1. Learning Rate Finder

  • 아주 작은 학습률에서 시작
  • 1개의 mini-batch 돌려서 loss 계산
  • 학습률 일정 비율로 증가 (ex.매번 *2)
  • 위 과정을 계속 반복
    • loss가 나아지지 않고 더 나빠질 때 까지!
      1. What are two good rules of thumb for picking a learning rate from the learning rate finder?
    • minimum loss 달성된 부분에서 한 단계 줄이기
      • min / 10
    • loss가 확실히 줄어들기 시작하는 마지막 부분

2. Unfreezing and Transfer Learning

Transfer Learning

  • 기존의 final linear layer를 제거
  • 현재 상황에 맞는 output으로 맞춘 layer 추가

    → 전체 가중치를 조정하는 것이 아님!

💡 마지막 layer의 random weights를 ‘사전 학습 모델의 가중치’를 손상시키지 않으면서 어떻게 학습 시킬 것인가?!

  • optimzer 를 조정해 마지막 layer만 가중치 조정하도록 설정 가능 (나머지 부분은 고정)
    • freezing pretrained layers
  1. What two steps does the fine_tune method do? (freeze, unfreeze)
    • 모든 다른 layers들을 freezing한 채로 마지막 layer만 1 epoch 학습을 수행
    • 모든 layer를 unfreeze하고 (n) epoch만큼 학습시킴
  2. In Jupyter Notebook, how do you get the source code for a method or function? → method??

3. Discriminative Learning Rate

  • pretrained weights have been trained for hundreds of epochs, on millions of images
    • let the layer layers fine-tune more quickly than earlier layers
  • nn의 초기 layer는 낮은 학습률로, 나중의 layer는 높은 학습률로

💡 loss의 변화도 중요하지만 (learn.recorder.plot_loss) 가장 중요한건 metrics! not loss…

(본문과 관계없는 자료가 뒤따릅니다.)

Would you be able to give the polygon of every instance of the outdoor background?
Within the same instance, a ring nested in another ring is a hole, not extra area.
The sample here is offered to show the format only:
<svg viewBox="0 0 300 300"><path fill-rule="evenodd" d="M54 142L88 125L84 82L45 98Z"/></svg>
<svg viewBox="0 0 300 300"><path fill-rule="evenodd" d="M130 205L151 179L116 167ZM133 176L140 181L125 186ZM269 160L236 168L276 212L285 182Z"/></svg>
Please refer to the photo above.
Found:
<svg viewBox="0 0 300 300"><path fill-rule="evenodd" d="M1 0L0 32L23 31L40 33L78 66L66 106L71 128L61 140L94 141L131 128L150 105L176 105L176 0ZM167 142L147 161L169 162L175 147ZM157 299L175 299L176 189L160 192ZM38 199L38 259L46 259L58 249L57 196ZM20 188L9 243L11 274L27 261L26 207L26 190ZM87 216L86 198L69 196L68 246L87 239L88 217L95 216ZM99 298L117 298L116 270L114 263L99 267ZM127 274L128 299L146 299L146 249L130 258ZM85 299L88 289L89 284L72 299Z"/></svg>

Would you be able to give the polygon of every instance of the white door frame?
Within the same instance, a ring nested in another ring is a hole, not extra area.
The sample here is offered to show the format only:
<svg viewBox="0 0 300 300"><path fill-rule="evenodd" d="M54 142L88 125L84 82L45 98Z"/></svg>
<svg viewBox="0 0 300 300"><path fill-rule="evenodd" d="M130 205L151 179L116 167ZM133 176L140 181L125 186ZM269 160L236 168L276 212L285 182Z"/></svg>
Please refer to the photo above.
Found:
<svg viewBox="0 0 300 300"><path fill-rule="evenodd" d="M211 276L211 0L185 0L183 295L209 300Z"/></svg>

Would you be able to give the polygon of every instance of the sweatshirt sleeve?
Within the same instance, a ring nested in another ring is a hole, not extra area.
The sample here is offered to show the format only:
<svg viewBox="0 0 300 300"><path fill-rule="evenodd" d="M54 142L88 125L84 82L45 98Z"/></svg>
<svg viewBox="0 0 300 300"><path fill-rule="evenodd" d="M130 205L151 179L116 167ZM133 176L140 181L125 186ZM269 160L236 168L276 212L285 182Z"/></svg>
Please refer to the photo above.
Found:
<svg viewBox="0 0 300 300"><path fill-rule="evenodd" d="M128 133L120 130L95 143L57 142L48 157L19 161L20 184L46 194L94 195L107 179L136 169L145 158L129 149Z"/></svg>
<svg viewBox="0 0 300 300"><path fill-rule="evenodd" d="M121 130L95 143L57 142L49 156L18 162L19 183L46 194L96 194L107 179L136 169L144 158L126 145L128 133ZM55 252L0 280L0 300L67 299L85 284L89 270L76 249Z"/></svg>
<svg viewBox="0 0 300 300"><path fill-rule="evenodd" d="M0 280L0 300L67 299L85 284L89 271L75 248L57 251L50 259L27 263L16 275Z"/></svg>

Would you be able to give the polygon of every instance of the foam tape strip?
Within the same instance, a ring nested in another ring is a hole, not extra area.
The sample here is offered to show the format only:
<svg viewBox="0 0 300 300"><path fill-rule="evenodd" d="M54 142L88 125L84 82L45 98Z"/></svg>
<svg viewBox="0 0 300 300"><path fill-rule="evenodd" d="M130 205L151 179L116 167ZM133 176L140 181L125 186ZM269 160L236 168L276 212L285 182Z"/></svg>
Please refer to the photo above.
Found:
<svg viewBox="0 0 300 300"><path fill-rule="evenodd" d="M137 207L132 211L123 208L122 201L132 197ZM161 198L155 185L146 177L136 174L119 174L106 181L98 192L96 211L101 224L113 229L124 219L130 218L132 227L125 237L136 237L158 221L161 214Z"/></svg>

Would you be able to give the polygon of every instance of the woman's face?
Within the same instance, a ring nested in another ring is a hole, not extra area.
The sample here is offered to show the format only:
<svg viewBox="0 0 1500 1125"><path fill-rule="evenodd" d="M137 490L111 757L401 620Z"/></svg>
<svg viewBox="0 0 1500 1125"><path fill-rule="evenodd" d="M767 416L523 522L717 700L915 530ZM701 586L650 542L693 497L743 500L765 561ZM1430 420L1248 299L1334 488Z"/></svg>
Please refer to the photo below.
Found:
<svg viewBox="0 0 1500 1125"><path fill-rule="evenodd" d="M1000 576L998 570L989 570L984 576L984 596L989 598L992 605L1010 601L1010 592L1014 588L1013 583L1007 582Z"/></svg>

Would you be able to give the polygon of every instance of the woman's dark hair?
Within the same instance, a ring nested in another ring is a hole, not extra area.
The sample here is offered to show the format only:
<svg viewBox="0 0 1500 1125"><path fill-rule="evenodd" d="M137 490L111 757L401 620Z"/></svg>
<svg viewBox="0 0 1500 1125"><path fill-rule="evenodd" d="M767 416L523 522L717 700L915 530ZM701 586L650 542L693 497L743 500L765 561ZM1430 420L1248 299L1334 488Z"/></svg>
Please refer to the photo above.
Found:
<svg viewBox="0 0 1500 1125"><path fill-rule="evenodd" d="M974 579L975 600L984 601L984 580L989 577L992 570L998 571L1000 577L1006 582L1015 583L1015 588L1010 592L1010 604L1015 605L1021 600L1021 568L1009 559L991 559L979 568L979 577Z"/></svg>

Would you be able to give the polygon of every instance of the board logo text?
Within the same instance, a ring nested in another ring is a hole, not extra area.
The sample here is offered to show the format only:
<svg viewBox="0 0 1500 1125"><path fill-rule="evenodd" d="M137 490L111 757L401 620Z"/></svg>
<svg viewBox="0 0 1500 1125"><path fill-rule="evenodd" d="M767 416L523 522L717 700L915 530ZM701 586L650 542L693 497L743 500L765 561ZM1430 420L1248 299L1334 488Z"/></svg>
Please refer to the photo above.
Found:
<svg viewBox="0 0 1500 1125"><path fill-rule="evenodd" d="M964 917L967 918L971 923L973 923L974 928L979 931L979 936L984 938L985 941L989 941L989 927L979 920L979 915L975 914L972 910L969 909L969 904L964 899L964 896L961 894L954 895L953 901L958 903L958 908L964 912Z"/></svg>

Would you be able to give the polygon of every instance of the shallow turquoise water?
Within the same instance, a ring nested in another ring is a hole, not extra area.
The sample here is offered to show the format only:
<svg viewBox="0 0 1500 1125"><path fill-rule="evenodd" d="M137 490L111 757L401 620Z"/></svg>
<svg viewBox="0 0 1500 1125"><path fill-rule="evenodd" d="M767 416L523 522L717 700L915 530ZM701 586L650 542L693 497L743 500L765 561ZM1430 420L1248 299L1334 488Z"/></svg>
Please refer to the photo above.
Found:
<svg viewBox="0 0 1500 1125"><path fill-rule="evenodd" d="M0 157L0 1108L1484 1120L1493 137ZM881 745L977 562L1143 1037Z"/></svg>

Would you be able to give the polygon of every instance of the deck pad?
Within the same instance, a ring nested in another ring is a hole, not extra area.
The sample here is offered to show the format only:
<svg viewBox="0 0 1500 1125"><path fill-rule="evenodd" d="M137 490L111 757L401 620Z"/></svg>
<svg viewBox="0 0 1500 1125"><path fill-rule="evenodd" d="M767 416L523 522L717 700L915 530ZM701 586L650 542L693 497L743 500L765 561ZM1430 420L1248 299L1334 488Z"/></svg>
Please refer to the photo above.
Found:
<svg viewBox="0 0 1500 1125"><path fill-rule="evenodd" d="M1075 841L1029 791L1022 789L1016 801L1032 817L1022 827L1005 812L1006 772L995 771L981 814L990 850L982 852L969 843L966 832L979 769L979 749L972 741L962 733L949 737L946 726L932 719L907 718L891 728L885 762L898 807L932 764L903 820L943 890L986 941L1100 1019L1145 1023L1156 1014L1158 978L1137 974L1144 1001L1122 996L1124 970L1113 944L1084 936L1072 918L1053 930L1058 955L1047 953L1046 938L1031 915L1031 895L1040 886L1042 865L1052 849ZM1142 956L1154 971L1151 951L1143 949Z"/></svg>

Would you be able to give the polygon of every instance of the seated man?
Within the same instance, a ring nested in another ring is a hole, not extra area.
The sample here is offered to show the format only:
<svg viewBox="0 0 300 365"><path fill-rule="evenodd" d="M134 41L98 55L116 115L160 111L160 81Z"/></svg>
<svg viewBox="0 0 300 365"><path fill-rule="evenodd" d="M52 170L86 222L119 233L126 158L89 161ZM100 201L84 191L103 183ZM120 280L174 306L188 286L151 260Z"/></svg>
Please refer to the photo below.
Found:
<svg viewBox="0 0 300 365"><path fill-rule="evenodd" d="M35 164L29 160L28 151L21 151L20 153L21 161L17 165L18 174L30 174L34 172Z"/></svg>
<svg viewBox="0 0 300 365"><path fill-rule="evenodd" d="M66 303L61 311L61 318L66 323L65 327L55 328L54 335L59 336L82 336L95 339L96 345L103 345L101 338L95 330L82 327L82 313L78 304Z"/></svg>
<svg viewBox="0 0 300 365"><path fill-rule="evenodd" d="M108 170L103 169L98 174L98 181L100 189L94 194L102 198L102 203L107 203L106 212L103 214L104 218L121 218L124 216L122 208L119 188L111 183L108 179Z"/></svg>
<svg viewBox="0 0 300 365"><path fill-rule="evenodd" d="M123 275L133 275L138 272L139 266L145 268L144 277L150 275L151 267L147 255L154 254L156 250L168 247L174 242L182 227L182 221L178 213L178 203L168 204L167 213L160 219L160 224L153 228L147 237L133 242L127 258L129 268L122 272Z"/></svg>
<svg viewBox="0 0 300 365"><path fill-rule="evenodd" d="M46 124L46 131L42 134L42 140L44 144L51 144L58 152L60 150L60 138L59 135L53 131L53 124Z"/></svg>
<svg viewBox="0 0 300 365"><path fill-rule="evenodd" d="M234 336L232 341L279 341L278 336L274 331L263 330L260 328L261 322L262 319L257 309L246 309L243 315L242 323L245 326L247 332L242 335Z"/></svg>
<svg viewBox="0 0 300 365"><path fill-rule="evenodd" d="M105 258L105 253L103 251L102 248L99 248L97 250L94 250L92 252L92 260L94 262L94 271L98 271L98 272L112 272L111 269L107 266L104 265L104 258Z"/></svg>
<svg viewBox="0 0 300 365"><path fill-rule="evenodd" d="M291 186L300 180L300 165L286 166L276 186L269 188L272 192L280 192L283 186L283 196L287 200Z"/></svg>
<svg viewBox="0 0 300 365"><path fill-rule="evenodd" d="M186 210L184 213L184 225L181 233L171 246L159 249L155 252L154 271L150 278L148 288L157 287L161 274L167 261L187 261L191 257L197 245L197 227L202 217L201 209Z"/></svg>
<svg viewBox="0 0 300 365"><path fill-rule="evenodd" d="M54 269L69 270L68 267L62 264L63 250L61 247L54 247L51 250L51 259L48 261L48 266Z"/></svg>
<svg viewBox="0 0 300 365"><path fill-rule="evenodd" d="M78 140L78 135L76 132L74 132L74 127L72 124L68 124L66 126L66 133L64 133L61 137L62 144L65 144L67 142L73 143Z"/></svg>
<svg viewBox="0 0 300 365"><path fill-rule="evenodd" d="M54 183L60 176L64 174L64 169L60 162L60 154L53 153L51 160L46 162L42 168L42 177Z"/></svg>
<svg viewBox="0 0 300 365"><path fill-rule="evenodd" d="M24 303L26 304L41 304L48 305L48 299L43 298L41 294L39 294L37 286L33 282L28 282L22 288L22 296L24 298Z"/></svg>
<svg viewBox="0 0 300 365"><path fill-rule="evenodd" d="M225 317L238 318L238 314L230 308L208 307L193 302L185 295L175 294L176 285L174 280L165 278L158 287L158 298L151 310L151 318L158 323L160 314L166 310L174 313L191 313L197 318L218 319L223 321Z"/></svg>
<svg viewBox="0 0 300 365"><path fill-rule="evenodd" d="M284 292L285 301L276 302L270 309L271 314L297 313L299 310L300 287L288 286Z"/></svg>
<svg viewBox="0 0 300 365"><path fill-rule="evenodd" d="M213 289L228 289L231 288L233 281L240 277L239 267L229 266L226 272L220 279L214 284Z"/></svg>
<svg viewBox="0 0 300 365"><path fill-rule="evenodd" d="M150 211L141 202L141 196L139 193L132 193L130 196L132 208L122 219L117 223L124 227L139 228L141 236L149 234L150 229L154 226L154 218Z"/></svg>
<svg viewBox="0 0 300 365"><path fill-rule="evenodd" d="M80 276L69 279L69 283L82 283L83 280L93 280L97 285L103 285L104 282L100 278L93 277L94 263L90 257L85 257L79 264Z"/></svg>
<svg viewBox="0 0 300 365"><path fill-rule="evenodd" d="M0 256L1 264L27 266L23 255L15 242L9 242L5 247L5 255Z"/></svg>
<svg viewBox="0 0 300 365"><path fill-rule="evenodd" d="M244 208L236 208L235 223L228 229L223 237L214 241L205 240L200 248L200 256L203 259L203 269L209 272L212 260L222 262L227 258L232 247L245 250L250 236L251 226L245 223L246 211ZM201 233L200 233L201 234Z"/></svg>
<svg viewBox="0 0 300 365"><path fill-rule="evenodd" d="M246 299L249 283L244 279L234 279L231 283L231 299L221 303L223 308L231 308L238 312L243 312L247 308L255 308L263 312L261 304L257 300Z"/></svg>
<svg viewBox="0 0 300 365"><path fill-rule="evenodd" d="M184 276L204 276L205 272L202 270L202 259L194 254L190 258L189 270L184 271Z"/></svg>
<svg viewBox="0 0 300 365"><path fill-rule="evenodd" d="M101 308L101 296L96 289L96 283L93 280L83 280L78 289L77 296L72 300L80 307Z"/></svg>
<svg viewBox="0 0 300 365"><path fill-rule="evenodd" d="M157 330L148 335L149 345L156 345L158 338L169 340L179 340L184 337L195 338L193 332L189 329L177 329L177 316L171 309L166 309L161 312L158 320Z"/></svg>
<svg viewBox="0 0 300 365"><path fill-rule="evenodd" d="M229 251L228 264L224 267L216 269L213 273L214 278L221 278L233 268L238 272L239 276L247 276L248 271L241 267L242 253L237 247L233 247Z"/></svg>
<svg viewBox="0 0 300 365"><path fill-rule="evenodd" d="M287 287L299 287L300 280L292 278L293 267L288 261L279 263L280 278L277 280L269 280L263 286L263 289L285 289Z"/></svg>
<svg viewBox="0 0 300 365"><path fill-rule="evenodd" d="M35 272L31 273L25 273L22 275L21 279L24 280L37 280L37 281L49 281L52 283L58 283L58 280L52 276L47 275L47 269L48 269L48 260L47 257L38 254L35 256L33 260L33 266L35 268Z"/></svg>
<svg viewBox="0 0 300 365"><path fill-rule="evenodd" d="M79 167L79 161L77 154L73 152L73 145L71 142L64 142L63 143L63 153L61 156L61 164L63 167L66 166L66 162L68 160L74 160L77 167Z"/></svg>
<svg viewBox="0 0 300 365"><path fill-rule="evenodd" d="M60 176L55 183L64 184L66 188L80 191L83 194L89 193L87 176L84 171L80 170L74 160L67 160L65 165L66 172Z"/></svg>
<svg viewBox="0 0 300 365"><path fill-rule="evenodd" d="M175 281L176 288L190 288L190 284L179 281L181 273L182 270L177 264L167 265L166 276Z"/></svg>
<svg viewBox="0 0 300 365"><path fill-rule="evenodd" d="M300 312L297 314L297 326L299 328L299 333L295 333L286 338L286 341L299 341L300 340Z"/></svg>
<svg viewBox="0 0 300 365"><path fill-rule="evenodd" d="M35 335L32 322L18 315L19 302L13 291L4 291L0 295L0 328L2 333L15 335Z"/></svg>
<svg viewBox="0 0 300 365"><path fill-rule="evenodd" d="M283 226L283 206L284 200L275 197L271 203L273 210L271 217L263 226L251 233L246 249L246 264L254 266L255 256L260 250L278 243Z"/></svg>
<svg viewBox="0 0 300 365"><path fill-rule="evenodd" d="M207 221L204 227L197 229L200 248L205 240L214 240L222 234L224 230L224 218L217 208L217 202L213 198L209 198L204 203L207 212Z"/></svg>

  1. What are discriminative learning rates?
    • lower layer, higher layer different learning rate
  2. How is a Python slice object interpreted when passed as a learning rate to fastai?
    • first : the earliest layers
    • second : the final layer
      • in the middle → multiplicatively equidistant throughout the range

4. Selecting the Number of Epochs

  • 처음에는 기다릴 수 있는 적당한 시간의 epoch를 골라서 수행한다
    • In practice, 항상 중요한건 metrics!!!
      • loss가 나빠지는거에 너무 신경쓰지 말기
    • 초반에는 과적합으로 loss 나빠질 수 있음
      • 후반에 데이터를 잘못 기억해서 발생하는 loss 저하만 신경쓰면 됨
  1. Why is early stopping a poor choice when using 1cycle training? → (x)
    • learning rate이 더 낮게 되기 까지 충분한 시간이 되기 전에 종료되버릴 위험
    • 모델을 향상시킬 수 있는 데 종료되어 버림

해결

Retrain
  • 다시 바닥부터 모델을 재훈련한다
    • 직전의 최고 성능을 보여주었을 때를 기준으로 epoch를 선택한다

5. Deeper Architectures

장단점 비교

  • 더 큰(깊은) 모델 → 더 나은 학습 손실 제공
    • 과적합의 위험성도 커짐 (파라미터가 많아서)
    • more layers and parameters = larger model = the capacity of model
  • 더 큰(깊은) 모델 → 데이터의 숨겨진 관계도 잘 찾음
    • 개별 이미지의 특수한 부분도 잘 기억함

깊은 학습 → GPU 메모리 많이 잡아먹음 → 뻗을수도…

해결

mixed-precision training
  • less-precise number (half-precision floating point : fp16) 사용

fastai - Mixed precision training

  1. What is the difference between resnet50 and resnet101?
    • how deep nn is (num of layers)
  2. What does to_fp16 do?
    • float point drop
    • 텐서의 정보량 줄여서 연산 속도 빠르게

💡 큰 모델이 항상 더 좋은건 아니다! (특정 부분에서는 더욱) 작은 모델에서 시작해서 Scaling-up 해가기


Further Research - Why?

That’s because the gradient of cross-entropy loss is proportional to the difference between the activation and the target, so SGD always gets a nicely scaled step for the weights.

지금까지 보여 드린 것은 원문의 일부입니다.